Оби озвучивает то, о чем все боялись говорить. Соль заканчивается. Остались последние мешки.
– Я могу найти еще, – говорю я. До этого я молчал, и теперь все смотрят на меня. – После поисков еды по квартирам я знаю, где искать.
– Ади, – говорит Оби. – Это было бы замечательно.
Внезапно кажется, что времени доедать ужин совсем нет. Дел слишком много. Наступает ночь, но отдыхать нельзя.
Мы оставляем миски с рисом на столе и возвращаемся к работе. Голубь, правда, не хочет бросать еду. Он так громко протестует, когда я пытаюсь его поднять, что и его приходится оставить в квартире.
Дождь лил весь день и не хотел прекращаться даже с наступлением ночи. Как в то время, когда впервые появились блюхеры и начали падать дома. Все началось с бесконечного дождя.
Приходится работать при свете фонарей. Мама, Оби, Дори и Бен спускаются вниз, а я поднимаюсь наверх искать соль.

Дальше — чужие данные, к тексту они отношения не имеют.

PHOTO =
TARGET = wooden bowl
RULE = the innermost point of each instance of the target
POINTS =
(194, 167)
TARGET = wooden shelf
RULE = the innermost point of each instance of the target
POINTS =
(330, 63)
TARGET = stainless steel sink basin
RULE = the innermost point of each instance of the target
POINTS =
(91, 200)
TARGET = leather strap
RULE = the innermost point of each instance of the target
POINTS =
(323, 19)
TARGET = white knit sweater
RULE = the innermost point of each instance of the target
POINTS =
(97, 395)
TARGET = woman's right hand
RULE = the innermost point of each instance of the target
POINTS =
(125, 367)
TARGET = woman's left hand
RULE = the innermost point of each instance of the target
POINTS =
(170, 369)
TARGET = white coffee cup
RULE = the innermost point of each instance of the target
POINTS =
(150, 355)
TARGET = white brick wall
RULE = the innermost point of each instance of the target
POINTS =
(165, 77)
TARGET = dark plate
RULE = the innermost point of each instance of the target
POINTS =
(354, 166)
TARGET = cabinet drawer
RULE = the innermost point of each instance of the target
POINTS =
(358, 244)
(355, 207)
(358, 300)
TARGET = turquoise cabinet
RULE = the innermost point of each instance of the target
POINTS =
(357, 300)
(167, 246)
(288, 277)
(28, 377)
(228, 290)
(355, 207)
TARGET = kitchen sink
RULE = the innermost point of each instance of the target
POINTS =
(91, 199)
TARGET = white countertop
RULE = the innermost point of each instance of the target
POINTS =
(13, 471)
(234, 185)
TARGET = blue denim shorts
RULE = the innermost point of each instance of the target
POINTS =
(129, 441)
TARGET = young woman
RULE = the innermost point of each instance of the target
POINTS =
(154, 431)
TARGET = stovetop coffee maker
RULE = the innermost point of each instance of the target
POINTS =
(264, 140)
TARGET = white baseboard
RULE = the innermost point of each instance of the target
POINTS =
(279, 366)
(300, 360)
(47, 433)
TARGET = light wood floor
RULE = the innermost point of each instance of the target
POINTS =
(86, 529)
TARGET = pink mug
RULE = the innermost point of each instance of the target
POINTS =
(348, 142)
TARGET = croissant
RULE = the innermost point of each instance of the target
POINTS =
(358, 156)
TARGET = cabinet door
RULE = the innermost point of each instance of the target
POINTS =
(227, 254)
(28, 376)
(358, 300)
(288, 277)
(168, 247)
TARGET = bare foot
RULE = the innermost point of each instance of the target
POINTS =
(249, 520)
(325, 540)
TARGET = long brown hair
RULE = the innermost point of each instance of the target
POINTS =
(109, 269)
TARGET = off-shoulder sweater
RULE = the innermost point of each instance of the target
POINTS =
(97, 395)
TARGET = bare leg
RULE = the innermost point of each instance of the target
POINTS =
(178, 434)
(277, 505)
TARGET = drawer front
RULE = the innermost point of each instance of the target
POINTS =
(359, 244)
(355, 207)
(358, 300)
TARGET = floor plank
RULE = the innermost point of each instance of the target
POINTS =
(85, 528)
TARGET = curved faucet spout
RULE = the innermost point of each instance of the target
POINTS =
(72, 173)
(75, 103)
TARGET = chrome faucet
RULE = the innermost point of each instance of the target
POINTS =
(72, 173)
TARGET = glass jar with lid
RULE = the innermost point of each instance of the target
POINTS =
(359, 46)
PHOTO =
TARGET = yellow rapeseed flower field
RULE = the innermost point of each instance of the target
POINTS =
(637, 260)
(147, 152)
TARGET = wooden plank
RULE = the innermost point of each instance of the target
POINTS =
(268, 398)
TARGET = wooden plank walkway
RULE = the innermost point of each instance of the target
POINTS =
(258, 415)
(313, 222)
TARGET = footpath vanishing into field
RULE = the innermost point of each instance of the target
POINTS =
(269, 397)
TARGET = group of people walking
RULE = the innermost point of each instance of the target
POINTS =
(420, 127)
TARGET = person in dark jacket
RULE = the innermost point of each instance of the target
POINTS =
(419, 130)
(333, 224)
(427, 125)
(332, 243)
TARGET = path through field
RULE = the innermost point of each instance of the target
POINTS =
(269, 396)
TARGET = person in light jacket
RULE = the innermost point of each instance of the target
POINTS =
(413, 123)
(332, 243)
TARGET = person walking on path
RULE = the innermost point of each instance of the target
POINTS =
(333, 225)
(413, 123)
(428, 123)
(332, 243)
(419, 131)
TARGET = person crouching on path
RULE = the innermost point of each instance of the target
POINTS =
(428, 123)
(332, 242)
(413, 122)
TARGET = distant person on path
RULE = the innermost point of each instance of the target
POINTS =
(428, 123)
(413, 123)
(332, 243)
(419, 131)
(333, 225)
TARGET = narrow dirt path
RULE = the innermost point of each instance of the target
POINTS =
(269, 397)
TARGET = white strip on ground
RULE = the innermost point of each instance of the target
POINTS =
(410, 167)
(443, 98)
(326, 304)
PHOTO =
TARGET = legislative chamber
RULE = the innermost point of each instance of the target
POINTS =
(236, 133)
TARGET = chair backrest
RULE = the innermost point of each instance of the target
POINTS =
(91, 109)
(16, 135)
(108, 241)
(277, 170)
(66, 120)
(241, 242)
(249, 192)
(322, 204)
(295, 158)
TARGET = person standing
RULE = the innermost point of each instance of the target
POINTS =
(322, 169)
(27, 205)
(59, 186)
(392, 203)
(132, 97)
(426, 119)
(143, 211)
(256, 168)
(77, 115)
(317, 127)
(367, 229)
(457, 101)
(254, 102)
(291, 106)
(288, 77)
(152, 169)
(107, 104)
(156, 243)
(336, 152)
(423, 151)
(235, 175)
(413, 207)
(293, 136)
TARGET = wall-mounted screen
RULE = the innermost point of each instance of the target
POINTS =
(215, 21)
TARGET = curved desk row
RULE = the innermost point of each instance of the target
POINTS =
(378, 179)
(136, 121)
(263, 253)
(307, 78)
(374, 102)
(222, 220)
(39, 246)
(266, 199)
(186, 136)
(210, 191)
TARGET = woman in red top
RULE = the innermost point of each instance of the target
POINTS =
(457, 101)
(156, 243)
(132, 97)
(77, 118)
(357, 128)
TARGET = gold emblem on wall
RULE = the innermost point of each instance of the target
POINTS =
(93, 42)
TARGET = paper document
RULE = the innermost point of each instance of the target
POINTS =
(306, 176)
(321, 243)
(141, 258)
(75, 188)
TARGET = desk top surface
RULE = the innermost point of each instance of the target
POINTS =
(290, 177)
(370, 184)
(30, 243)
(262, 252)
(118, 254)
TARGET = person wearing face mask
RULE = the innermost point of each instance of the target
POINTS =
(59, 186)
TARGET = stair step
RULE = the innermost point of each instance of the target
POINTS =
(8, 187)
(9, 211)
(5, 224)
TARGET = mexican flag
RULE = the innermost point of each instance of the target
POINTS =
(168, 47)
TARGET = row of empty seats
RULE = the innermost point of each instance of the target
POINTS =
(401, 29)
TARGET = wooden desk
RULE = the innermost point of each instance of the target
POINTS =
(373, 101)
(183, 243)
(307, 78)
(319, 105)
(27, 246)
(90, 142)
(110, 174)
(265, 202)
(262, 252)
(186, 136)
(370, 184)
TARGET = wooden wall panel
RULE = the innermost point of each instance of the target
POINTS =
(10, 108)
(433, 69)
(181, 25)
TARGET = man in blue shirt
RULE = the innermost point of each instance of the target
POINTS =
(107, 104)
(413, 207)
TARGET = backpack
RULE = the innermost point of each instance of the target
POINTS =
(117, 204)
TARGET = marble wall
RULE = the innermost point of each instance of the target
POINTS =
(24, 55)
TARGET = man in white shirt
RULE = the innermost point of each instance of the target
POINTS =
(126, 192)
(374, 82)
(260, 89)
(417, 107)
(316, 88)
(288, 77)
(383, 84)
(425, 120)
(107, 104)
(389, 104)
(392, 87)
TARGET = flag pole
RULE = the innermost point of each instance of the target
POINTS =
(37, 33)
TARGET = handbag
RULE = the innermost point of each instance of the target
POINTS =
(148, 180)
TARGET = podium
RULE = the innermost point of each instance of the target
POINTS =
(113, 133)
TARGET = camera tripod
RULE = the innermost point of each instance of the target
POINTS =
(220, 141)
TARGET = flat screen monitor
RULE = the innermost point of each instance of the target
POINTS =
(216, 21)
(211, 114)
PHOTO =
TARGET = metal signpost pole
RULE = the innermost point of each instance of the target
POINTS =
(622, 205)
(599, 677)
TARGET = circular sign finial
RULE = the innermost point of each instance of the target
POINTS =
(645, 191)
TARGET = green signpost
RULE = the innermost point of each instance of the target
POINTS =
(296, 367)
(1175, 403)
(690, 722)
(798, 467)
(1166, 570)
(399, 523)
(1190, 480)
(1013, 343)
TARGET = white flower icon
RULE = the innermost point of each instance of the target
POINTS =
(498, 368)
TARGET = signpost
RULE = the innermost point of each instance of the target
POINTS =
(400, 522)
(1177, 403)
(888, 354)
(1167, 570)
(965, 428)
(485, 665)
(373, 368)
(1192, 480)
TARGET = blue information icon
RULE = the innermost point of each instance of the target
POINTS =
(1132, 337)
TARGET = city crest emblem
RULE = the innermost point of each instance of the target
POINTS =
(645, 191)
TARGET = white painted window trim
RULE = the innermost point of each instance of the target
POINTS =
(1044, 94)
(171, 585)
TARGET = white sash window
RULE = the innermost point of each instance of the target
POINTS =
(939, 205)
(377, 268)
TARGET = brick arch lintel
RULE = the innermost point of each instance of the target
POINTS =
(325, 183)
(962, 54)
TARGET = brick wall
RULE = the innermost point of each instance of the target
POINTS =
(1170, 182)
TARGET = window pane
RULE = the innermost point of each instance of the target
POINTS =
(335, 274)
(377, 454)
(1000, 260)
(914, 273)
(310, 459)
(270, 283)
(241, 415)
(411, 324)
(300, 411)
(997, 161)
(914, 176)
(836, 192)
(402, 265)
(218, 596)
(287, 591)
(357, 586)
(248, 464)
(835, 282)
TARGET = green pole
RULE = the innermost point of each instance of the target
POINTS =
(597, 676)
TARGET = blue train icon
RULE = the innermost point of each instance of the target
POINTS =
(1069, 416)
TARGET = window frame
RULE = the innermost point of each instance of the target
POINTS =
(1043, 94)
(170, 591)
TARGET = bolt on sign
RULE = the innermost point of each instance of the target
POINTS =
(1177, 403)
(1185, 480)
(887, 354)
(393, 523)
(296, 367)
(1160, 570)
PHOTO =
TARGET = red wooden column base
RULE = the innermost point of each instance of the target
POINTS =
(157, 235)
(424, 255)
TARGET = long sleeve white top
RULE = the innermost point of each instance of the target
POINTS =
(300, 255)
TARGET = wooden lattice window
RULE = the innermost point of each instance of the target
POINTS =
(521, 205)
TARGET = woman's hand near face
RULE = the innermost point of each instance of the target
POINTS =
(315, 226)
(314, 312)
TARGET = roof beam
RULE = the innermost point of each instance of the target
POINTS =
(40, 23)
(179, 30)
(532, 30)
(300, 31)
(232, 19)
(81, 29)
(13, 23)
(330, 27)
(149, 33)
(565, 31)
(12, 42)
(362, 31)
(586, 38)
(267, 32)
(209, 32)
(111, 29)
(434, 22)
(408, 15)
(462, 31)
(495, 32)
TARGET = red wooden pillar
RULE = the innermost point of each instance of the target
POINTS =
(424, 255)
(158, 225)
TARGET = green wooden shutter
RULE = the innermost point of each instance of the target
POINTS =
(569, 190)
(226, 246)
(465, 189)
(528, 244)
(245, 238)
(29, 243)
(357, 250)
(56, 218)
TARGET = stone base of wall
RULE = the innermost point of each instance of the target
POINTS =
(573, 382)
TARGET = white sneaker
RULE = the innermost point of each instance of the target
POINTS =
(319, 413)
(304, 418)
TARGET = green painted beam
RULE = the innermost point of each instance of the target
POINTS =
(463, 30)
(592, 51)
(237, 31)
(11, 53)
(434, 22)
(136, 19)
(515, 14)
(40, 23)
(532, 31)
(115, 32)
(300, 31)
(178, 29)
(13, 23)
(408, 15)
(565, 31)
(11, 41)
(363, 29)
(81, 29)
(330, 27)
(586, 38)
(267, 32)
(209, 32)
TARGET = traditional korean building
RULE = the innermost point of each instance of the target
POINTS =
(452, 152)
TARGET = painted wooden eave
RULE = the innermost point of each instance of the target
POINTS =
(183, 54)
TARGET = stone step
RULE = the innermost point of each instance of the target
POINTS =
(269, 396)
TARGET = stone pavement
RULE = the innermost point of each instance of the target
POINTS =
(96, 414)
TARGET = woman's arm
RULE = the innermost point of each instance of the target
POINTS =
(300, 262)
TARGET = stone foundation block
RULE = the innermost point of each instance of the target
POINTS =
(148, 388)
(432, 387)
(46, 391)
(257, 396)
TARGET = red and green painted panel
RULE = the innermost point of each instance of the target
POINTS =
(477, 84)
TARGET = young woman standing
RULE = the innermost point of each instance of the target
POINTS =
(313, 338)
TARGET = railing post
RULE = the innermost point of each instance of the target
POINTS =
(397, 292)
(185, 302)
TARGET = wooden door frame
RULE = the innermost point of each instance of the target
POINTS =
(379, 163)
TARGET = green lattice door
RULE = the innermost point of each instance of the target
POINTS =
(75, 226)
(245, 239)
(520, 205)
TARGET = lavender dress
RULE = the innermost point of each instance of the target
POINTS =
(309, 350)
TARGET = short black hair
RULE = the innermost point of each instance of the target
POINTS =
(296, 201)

Я никогда раньше не ходил по башне в темноте. Без Голубя на плече я чувствую смесь страха и одиночества. В темноте все выглядит совсем по-другому.
Воображение подкидывает множество картинок того, что может скрываться за тенями, но чаще всего это спутанные тела блюхеров, медленно ползущие в мою сторону.
Я знаю, что в таком состоянии никому не помогу, поэтому пытаюсь сконцентрироваться на остальных.
Я думаю о Дори, о том, каким серьезным становится ее лицо, когда мы играем в карты. Вспоминаю Оби и как он всегда сутулится, когда ему грустно. Вспоминаю, как плакал Бен. Он говорил мне, что не может простить себя за смерть жены. Я вспоминаю, как маленький серый Голубь прыгнул мне на руки, спасаясь от блюхеров. Думаю о маме в свете свечей, с нами за столом на ужине. Как она улыбнулась, протянула руку и взъерошила мне волосы.